Los partidos políticos extienden sus tentáculos por todos los niveles administrativos, institucionales y de servicios del Estado.
Cada vez que hay un cambio de poder se producen en muchos puestos de trabajo el cese de los que pierden y su sustitución por los afiliados y adictos de los vencedores.
Hay, además, como en los movimientos sísmicos, réplicas y contrarréplicas que afectan a los niveles inferiores de los organismos, derivadas del cambio en las cabezas de los organigramas. De un día para otro te encuentras a quien ayer era un soldado raso con cartera de cuero y galones de mando.

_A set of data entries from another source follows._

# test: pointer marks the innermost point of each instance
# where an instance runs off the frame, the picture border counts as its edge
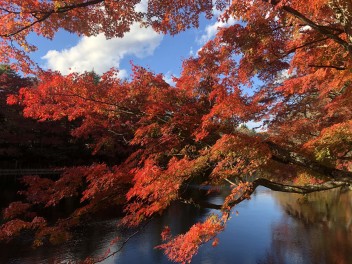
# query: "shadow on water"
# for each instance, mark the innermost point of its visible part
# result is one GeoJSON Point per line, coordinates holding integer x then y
{"type": "Point", "coordinates": [272, 227]}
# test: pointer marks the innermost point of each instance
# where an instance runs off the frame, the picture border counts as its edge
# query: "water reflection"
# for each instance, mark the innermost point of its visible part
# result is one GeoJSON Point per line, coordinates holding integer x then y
{"type": "Point", "coordinates": [272, 227]}
{"type": "Point", "coordinates": [317, 228]}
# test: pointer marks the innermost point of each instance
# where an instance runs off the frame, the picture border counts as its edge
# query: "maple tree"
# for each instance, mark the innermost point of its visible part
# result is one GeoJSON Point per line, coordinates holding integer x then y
{"type": "Point", "coordinates": [25, 143]}
{"type": "Point", "coordinates": [295, 58]}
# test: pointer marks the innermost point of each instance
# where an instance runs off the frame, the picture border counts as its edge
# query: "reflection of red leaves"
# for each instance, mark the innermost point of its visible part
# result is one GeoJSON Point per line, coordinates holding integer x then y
{"type": "Point", "coordinates": [166, 234]}
{"type": "Point", "coordinates": [215, 242]}
{"type": "Point", "coordinates": [183, 247]}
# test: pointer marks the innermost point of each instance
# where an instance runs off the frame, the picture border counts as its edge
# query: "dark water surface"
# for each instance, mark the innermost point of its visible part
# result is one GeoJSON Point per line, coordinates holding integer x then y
{"type": "Point", "coordinates": [272, 227]}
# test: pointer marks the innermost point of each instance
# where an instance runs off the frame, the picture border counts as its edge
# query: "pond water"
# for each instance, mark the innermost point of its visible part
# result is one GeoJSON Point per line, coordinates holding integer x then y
{"type": "Point", "coordinates": [272, 227]}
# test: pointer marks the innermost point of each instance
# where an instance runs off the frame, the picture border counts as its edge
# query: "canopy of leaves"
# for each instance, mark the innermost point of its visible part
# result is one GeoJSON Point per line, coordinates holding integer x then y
{"type": "Point", "coordinates": [173, 136]}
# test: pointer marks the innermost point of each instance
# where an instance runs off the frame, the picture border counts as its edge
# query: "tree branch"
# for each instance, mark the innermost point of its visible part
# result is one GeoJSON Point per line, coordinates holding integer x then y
{"type": "Point", "coordinates": [47, 14]}
{"type": "Point", "coordinates": [321, 29]}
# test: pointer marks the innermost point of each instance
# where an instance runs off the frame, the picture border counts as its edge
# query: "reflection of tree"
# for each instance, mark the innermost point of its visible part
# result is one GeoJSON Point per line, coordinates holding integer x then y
{"type": "Point", "coordinates": [316, 229]}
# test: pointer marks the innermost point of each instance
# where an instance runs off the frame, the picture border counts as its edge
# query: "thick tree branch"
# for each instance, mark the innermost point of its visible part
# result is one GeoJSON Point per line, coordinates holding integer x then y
{"type": "Point", "coordinates": [274, 186]}
{"type": "Point", "coordinates": [284, 156]}
{"type": "Point", "coordinates": [321, 29]}
{"type": "Point", "coordinates": [41, 15]}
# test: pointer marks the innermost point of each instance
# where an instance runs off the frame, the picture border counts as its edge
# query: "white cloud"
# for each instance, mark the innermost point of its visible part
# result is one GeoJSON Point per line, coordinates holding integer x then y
{"type": "Point", "coordinates": [211, 30]}
{"type": "Point", "coordinates": [99, 54]}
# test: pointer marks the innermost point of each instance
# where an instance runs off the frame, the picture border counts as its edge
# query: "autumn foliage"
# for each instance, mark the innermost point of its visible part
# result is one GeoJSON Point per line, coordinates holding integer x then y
{"type": "Point", "coordinates": [294, 58]}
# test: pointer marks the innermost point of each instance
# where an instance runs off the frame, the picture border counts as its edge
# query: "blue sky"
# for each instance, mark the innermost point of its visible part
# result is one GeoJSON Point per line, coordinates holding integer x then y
{"type": "Point", "coordinates": [161, 53]}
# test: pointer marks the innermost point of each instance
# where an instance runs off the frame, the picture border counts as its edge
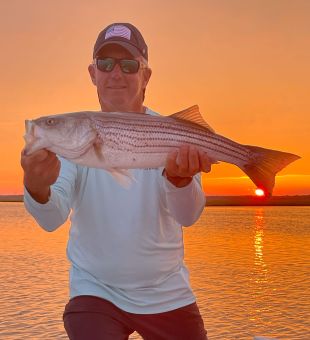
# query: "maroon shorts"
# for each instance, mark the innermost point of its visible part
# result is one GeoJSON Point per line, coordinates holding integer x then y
{"type": "Point", "coordinates": [93, 318]}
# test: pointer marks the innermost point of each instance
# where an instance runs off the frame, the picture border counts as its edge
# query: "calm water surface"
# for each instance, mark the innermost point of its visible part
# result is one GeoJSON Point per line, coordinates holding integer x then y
{"type": "Point", "coordinates": [249, 270]}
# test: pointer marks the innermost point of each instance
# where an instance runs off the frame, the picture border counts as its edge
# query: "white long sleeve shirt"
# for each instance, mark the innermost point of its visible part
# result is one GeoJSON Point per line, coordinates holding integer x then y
{"type": "Point", "coordinates": [125, 245]}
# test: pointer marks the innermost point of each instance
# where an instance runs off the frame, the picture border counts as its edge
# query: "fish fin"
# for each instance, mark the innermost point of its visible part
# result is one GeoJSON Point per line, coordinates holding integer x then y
{"type": "Point", "coordinates": [122, 176]}
{"type": "Point", "coordinates": [193, 115]}
{"type": "Point", "coordinates": [98, 150]}
{"type": "Point", "coordinates": [264, 165]}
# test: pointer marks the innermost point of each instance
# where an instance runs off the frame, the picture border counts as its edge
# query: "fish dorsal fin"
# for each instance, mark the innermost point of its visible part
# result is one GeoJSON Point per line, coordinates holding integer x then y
{"type": "Point", "coordinates": [193, 115]}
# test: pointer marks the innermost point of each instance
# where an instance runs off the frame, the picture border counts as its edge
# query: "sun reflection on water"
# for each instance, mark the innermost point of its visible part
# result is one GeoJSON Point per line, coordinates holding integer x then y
{"type": "Point", "coordinates": [259, 262]}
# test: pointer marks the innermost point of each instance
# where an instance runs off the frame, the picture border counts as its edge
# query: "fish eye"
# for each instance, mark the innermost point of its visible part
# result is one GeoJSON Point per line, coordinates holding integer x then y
{"type": "Point", "coordinates": [50, 121]}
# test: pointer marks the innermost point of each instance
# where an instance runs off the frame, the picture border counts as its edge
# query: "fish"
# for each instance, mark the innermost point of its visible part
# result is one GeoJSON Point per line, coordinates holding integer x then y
{"type": "Point", "coordinates": [120, 141]}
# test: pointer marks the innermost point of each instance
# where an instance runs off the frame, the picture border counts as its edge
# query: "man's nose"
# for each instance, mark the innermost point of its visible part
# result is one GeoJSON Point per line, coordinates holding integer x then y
{"type": "Point", "coordinates": [117, 71]}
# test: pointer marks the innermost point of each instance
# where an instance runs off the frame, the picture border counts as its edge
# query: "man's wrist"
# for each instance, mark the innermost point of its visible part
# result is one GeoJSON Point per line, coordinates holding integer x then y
{"type": "Point", "coordinates": [177, 181]}
{"type": "Point", "coordinates": [41, 196]}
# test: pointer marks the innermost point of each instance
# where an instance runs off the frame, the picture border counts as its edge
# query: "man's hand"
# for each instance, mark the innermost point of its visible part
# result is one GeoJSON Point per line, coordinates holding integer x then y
{"type": "Point", "coordinates": [41, 170]}
{"type": "Point", "coordinates": [183, 164]}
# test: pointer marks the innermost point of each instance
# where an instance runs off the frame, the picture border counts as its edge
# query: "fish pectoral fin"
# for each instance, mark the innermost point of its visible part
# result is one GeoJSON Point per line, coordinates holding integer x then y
{"type": "Point", "coordinates": [122, 176]}
{"type": "Point", "coordinates": [193, 115]}
{"type": "Point", "coordinates": [98, 150]}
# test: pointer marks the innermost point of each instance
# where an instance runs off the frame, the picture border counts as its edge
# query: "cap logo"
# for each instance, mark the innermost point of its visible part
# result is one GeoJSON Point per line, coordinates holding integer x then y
{"type": "Point", "coordinates": [118, 31]}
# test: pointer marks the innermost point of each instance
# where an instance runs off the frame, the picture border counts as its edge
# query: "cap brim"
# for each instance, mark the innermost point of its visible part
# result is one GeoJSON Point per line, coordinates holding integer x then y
{"type": "Point", "coordinates": [130, 48]}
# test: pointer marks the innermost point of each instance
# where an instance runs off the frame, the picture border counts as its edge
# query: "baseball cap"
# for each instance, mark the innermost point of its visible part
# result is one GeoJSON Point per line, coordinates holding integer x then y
{"type": "Point", "coordinates": [125, 35]}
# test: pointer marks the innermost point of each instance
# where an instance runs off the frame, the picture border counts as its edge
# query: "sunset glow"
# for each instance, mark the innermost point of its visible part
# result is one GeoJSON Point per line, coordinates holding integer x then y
{"type": "Point", "coordinates": [259, 192]}
{"type": "Point", "coordinates": [242, 63]}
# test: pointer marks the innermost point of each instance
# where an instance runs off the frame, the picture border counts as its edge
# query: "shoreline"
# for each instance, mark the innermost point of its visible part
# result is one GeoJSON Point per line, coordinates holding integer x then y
{"type": "Point", "coordinates": [296, 200]}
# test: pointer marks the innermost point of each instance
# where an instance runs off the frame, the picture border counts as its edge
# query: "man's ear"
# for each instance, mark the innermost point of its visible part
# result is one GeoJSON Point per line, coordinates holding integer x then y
{"type": "Point", "coordinates": [92, 73]}
{"type": "Point", "coordinates": [147, 76]}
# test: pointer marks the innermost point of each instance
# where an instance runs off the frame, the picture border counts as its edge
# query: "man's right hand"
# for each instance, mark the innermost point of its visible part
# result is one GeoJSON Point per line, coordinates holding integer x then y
{"type": "Point", "coordinates": [41, 170]}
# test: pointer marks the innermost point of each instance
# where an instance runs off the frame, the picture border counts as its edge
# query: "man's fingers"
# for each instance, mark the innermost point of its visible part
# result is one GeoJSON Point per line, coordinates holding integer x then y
{"type": "Point", "coordinates": [38, 156]}
{"type": "Point", "coordinates": [205, 163]}
{"type": "Point", "coordinates": [183, 159]}
{"type": "Point", "coordinates": [171, 163]}
{"type": "Point", "coordinates": [193, 160]}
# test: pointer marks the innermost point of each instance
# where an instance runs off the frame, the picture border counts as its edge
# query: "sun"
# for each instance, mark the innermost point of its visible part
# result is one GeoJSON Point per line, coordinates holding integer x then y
{"type": "Point", "coordinates": [259, 192]}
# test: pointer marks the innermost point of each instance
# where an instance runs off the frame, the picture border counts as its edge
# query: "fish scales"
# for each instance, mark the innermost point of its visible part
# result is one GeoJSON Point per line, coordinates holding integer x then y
{"type": "Point", "coordinates": [118, 141]}
{"type": "Point", "coordinates": [146, 134]}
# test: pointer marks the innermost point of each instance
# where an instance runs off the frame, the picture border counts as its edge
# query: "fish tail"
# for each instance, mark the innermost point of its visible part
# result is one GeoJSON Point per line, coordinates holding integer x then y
{"type": "Point", "coordinates": [264, 164]}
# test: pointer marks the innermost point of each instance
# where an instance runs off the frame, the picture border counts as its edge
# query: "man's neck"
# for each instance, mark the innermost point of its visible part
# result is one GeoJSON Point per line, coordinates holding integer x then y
{"type": "Point", "coordinates": [111, 108]}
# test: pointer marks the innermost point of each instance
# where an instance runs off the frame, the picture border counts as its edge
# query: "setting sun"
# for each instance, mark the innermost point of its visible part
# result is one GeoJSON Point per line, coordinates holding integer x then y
{"type": "Point", "coordinates": [259, 192]}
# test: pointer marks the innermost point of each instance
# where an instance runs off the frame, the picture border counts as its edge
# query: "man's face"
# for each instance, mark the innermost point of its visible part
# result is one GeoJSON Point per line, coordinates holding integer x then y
{"type": "Point", "coordinates": [119, 91]}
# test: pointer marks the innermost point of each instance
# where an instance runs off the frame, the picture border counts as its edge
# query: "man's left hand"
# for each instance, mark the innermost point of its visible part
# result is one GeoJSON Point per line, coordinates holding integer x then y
{"type": "Point", "coordinates": [183, 164]}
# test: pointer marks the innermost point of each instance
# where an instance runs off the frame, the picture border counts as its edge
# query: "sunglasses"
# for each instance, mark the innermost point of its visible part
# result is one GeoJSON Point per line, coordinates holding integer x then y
{"type": "Point", "coordinates": [127, 65]}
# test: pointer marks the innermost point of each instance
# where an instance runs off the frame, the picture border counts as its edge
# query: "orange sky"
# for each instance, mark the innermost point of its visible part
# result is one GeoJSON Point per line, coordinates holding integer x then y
{"type": "Point", "coordinates": [245, 63]}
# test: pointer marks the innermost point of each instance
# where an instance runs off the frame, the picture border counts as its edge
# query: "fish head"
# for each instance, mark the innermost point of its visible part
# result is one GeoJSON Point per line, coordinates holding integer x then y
{"type": "Point", "coordinates": [67, 135]}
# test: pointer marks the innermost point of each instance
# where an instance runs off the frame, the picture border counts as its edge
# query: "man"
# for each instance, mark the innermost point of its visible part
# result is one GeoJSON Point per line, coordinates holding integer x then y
{"type": "Point", "coordinates": [125, 246]}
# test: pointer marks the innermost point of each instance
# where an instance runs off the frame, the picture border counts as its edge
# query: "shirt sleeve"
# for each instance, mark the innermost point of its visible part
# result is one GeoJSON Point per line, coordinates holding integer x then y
{"type": "Point", "coordinates": [55, 212]}
{"type": "Point", "coordinates": [187, 203]}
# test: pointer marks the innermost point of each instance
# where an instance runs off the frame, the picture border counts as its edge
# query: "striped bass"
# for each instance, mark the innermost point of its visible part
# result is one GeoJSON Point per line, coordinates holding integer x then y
{"type": "Point", "coordinates": [120, 141]}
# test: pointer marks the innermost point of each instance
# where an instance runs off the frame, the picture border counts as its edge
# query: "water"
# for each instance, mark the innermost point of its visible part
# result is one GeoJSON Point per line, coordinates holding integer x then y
{"type": "Point", "coordinates": [249, 270]}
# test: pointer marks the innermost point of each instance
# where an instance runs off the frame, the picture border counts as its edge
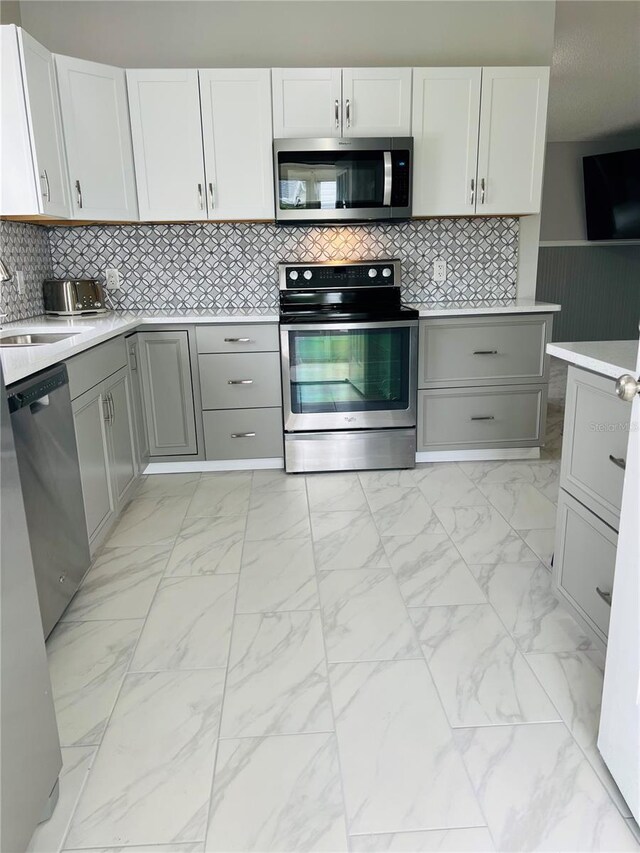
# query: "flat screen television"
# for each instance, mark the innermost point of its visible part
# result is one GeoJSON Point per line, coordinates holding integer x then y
{"type": "Point", "coordinates": [612, 195]}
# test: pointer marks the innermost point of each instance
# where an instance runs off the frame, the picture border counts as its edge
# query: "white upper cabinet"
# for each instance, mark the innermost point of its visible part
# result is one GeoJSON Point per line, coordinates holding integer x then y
{"type": "Point", "coordinates": [307, 102]}
{"type": "Point", "coordinates": [95, 118]}
{"type": "Point", "coordinates": [236, 126]}
{"type": "Point", "coordinates": [512, 139]}
{"type": "Point", "coordinates": [376, 101]}
{"type": "Point", "coordinates": [446, 117]}
{"type": "Point", "coordinates": [34, 178]}
{"type": "Point", "coordinates": [167, 143]}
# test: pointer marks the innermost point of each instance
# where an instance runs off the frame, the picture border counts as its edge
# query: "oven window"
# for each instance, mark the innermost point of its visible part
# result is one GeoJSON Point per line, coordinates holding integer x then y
{"type": "Point", "coordinates": [330, 180]}
{"type": "Point", "coordinates": [349, 370]}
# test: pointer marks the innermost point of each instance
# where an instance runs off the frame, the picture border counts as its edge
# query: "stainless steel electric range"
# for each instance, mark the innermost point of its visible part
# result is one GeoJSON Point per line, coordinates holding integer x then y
{"type": "Point", "coordinates": [349, 367]}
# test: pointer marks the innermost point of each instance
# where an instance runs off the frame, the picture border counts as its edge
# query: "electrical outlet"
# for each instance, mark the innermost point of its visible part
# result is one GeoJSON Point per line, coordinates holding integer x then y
{"type": "Point", "coordinates": [113, 280]}
{"type": "Point", "coordinates": [440, 270]}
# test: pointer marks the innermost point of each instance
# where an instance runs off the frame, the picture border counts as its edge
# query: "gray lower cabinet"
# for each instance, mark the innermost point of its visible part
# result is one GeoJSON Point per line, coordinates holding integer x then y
{"type": "Point", "coordinates": [167, 388]}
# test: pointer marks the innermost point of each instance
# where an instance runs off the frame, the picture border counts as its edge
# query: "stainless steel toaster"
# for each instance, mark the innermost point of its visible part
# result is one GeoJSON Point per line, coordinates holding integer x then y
{"type": "Point", "coordinates": [73, 296]}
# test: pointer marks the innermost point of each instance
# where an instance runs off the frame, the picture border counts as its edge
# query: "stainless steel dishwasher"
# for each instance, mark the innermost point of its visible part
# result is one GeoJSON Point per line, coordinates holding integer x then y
{"type": "Point", "coordinates": [45, 441]}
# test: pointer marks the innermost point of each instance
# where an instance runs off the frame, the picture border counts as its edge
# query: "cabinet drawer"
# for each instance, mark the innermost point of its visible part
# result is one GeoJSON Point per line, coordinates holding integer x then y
{"type": "Point", "coordinates": [585, 559]}
{"type": "Point", "coordinates": [596, 433]}
{"type": "Point", "coordinates": [246, 337]}
{"type": "Point", "coordinates": [88, 368]}
{"type": "Point", "coordinates": [240, 380]}
{"type": "Point", "coordinates": [485, 417]}
{"type": "Point", "coordinates": [494, 351]}
{"type": "Point", "coordinates": [243, 433]}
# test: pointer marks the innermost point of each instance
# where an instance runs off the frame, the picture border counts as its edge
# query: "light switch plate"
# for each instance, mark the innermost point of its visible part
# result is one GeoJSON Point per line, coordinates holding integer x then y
{"type": "Point", "coordinates": [440, 270]}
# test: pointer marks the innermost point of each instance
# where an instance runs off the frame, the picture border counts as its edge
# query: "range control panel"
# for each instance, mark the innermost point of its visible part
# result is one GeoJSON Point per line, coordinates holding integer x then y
{"type": "Point", "coordinates": [332, 275]}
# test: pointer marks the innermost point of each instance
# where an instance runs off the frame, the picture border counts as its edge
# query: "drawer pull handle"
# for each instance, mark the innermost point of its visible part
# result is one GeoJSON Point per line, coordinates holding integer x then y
{"type": "Point", "coordinates": [618, 460]}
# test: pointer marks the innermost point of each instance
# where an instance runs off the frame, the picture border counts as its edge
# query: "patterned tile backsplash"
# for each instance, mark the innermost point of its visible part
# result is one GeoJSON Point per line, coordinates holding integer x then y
{"type": "Point", "coordinates": [229, 265]}
{"type": "Point", "coordinates": [24, 247]}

¿Los méritos de los recién llegados? Los mismos que tuvieron los que salen. Por encima de otros cualesquiera, su afiliación o afección al partido de turno. En esta especie de interregno se producen el desconcierto y la ralentización en el ritmo de trabajo debidos a la falta de experiencia de los que llegan y al lógico proceso adaptativo.
La profesionalización de la Administración debería acabar con esta práctica cada vez que hay un vuelco electoral. Estos puestos sometidos a mudanzas cíclicas deben ser ocupados teniendo en cuenta los principios de igualdad, mérito y capacidad. Esto supondría debilitar una de las características no deseadas de estas formaciones políticas, que es el clientelismo y eso quizás sea pedir demasiado.